Practice 1: $\begin{aligned} &\mathbf{D}\left(\tan ^{2}(x)+\mathrm{C}\right)=2 \tan ^{1}(x) \mathbf{D}(\tan (x))=2 \tan (x) \sec ^{2}(x) \\ &\mathbf{D}\left(\sec ^{2}(x)+\mathrm{C}\right)=2 \sec ^{1}(x) \mathbf{D}(\sec (x))=2 \sec (x) \sec (x) \tan (x)=2 \tan (x) \sec ^{2}(x) \end{aligned}$

Practice 2: We know $\mathbf{D}(\tan (x))=\sec ^{2}(x)$, so it is reasonable to try $\tan (7 x)$.

$\mathbf{D}(\tan (7 x))=\sec ^{2}(7 x) \mathbf{D}(7 x)=7 \cdot \sec ^{2}(7 x)$, a result 7 times the function we want, so

divide the original "guess" by 7 and try it. $\mathrm{D}\left(\frac{1}{7} \tan (7 x)\right)=\frac{1}{7} \cdot 7 \cdot \sec ^{2}(7 x)=\sec ^{2}(7 x)$.

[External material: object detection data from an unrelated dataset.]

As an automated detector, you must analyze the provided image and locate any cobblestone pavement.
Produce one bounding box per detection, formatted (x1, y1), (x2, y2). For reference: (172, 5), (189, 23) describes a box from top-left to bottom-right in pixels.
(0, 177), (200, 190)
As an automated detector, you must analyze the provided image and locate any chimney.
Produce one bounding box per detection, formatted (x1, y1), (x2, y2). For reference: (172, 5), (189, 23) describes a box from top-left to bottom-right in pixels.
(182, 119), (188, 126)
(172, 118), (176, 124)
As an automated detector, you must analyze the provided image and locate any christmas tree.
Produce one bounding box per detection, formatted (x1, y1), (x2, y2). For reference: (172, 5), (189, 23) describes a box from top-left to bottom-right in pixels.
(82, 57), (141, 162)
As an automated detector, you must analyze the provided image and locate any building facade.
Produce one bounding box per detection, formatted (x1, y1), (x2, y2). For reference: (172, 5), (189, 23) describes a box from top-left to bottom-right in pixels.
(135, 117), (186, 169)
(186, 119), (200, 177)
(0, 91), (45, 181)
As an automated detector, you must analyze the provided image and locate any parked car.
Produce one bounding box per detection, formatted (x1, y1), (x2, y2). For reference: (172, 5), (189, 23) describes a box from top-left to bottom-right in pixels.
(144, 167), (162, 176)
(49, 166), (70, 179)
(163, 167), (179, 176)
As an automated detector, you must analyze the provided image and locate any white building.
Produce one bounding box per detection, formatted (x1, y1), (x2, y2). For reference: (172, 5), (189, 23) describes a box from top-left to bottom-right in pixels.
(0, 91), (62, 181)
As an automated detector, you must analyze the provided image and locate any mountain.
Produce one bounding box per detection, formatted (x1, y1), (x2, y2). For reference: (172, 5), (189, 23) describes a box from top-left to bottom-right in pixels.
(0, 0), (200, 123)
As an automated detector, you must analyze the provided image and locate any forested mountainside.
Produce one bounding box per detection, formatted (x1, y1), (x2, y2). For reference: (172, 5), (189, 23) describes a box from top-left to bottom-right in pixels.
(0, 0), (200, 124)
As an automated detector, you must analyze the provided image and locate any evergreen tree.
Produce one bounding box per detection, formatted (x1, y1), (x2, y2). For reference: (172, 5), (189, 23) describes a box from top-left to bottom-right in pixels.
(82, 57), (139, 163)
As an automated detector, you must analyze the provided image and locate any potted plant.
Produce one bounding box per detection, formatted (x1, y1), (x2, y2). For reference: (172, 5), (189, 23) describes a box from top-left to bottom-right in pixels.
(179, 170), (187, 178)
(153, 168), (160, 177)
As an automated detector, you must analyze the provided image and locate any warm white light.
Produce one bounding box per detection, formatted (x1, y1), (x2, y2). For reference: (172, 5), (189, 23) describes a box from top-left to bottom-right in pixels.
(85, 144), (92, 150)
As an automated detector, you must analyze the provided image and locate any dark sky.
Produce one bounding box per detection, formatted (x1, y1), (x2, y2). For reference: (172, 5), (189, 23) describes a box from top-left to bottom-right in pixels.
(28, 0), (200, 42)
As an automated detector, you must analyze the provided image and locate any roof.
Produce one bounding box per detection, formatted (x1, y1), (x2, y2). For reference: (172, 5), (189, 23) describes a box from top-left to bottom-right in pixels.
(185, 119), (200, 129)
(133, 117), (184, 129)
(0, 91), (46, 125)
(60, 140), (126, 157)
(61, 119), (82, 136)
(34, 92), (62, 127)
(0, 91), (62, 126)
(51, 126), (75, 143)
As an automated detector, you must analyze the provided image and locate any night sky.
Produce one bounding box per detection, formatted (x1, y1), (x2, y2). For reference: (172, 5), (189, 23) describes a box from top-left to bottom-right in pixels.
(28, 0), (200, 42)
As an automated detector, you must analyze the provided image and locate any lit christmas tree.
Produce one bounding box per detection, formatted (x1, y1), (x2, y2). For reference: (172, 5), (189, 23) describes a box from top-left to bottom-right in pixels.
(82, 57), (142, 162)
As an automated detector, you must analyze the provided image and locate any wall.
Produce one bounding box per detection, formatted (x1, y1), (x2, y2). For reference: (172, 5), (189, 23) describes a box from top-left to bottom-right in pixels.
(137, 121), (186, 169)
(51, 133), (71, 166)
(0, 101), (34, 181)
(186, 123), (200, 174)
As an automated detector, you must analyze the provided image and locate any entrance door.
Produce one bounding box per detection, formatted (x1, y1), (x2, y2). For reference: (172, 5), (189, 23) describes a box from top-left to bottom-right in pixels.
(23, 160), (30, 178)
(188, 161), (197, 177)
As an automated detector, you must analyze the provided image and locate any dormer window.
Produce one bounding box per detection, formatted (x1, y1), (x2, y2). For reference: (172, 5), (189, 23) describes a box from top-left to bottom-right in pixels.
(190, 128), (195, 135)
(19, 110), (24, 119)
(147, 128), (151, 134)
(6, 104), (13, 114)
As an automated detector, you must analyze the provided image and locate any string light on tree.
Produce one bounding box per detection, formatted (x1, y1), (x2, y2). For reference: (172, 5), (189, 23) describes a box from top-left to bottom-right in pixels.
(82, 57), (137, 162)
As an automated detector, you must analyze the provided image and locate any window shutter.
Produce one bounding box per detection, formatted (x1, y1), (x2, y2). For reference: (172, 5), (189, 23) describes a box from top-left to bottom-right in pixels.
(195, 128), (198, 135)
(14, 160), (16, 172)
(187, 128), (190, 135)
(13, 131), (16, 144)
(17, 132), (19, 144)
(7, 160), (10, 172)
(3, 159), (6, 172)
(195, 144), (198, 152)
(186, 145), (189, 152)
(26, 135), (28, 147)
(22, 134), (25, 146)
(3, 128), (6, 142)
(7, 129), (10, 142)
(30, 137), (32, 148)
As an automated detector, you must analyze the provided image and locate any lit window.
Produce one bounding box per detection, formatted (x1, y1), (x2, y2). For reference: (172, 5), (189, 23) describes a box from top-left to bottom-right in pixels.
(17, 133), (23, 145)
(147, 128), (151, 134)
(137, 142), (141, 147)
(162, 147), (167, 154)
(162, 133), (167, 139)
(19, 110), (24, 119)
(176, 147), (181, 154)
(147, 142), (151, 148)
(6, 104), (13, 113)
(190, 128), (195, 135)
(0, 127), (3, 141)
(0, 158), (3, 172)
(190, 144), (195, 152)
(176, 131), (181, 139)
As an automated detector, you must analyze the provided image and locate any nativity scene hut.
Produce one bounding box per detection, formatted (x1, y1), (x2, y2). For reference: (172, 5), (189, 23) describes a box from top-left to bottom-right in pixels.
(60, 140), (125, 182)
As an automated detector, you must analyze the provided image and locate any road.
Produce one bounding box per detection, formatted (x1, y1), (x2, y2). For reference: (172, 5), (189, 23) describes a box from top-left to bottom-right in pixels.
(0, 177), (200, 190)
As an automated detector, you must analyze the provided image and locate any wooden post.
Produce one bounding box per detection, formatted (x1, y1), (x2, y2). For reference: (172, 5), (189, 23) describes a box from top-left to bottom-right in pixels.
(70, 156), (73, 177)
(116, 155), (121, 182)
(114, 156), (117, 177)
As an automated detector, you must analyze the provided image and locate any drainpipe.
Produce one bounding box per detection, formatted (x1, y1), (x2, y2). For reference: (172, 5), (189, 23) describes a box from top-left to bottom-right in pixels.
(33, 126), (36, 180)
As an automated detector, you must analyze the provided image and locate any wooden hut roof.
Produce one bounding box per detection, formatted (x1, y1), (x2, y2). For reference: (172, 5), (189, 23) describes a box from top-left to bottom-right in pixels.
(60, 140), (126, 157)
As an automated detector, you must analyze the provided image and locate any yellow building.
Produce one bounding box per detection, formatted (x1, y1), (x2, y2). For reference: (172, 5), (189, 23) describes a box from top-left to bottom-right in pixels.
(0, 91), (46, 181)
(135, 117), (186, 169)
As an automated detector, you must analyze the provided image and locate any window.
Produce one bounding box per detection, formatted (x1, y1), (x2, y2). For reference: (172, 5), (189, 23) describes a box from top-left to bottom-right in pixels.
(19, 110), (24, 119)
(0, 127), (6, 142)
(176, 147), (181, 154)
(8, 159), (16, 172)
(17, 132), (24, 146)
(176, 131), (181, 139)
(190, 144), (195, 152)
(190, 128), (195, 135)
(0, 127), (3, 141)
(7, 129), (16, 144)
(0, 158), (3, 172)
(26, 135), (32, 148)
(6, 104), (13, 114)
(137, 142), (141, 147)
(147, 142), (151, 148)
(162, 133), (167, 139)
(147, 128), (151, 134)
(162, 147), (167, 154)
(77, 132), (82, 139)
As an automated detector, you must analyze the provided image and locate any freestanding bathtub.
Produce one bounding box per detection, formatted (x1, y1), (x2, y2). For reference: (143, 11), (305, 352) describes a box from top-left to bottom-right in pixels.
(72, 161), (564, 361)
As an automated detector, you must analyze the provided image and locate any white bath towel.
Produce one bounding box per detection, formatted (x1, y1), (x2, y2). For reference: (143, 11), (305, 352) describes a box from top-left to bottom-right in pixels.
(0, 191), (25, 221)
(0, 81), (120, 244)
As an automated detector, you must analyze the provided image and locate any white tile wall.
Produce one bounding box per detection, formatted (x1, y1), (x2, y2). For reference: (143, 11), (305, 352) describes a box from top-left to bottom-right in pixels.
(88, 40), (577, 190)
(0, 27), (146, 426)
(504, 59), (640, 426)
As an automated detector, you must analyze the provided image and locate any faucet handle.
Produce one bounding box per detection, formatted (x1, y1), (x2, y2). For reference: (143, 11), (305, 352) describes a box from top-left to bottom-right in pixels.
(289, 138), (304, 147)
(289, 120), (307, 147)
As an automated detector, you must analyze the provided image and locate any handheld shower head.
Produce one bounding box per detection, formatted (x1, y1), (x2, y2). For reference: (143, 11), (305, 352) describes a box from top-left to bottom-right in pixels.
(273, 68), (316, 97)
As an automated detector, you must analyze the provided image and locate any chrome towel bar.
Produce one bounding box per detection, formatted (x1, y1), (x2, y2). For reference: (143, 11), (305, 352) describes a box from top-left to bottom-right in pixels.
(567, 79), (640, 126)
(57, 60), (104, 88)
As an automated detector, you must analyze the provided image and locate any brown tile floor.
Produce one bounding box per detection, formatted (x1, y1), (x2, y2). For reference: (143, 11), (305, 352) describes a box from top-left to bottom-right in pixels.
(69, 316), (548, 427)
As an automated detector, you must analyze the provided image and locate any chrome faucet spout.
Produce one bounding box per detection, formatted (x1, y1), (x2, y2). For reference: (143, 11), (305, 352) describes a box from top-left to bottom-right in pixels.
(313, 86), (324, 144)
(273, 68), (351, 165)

$\int \sec ^{2}(7 x) \mathrm{dx}=\frac{1}{7} \tan (7 x)+\mathrm{C}$

$\mathbf{D}\left((3 x+8)^{1 / 2}\right)=\frac{1}{2} \cdot(3 x+8)^{-1 / 2} \mathbf{D}(3 x+8)=\frac{3}{2} \cdot(3 x+8)^{-1 / 2}$ so let's multiply our original "guess" by 2/3:

$\mathbf{D}\left(\frac{2}{3}(3 x+8)^{1 / 2}\right)=\frac{2}{3} \frac{1}{2} \cdot(3 x+8)^{-1 / 2} \mathbf{D}(3 x+8)=\frac{2}{3} \frac{3}{2} \cdot(3 x+8)^{-1 / 2}=(3 x+8)^{-1 / 2}$

$\int \frac{1}{\sqrt{3 x+8}} \mathrm{dx}=\frac{2}{3}(3 x+8)^{1 / 2}+\mathrm{C}$.

Practice 3:

(a) $\int(7 x+5)^{3} \mathrm{dx}$ with $u=7 x+5$. Then $\mathrm{du}=7 \mathrm{dx}$ so $\mathrm{dx}=\frac{1}{7} \mathrm{du}$ and $\int(7 x+5)^{3} \mathrm{dx}=\int \mathrm{u}^{3} \frac{1}{7} \mathrm{du}=\frac{1}{7} \cdot \frac{1}{4} \mathrm{u}^{4}+\mathrm{C}=\frac{1}{28}(7 x+5)^{4}+\mathrm{C}$.

(b)$\int \sin \left(x^{3}-1\right) 3 x^{2} \mathrm{dx}$ with $u=x^{3}-1$. Then $\mathrm{du}=3 x^{2} \mathrm{dx}$ so

$\int \sin \left(x^{3}-1\right) 3 x^{2} \mathrm{dx}=\int \sin (u) \mathrm{du}=-\cos (u)+\mathrm{C}=-\cos \left(x^{3}-1\right)+\mathrm{C}$.

Practice 4:

(a) $\mathrm{u}=2+\sin (3 \mathrm{x})$ so when $\mathrm{x}=0, \mathrm{u}=2+\sin (3+0)=2$. When $\mathrm{x}=\pi$, $\mathrm{u}=2+\sin (3 \cdot \pi)=2$. (This integral is now very easy to evaluate. Why?)

(b) $\mathrm{u}=2+\mathrm{e}^{\mathrm{x}}$ so when $\mathrm{x}=0, \mathrm{u}=2+\mathrm{e}^{0}=3$. When $\mathrm{x}=2, \mathrm{u}=2+\mathrm{e}^{2}$.

The new integration endpoints are $\mathrm{u}=3$ to $\mathrm{u}=2+\mathrm{e}^{2}$.

(c) $\mathrm{u}=\mathrm{e}^{\mathrm{x}}$ so when $\mathrm{x}=0, \mathrm{u}=\mathrm{e}^{0}=1$. When $\mathrm{x}=\ln (3), \mathrm{u}=\mathrm{e}^{\ln (3)}=3$.

The new integration endpoints are $\mathbf{u}=1$ to $\mathbf{u}=3$.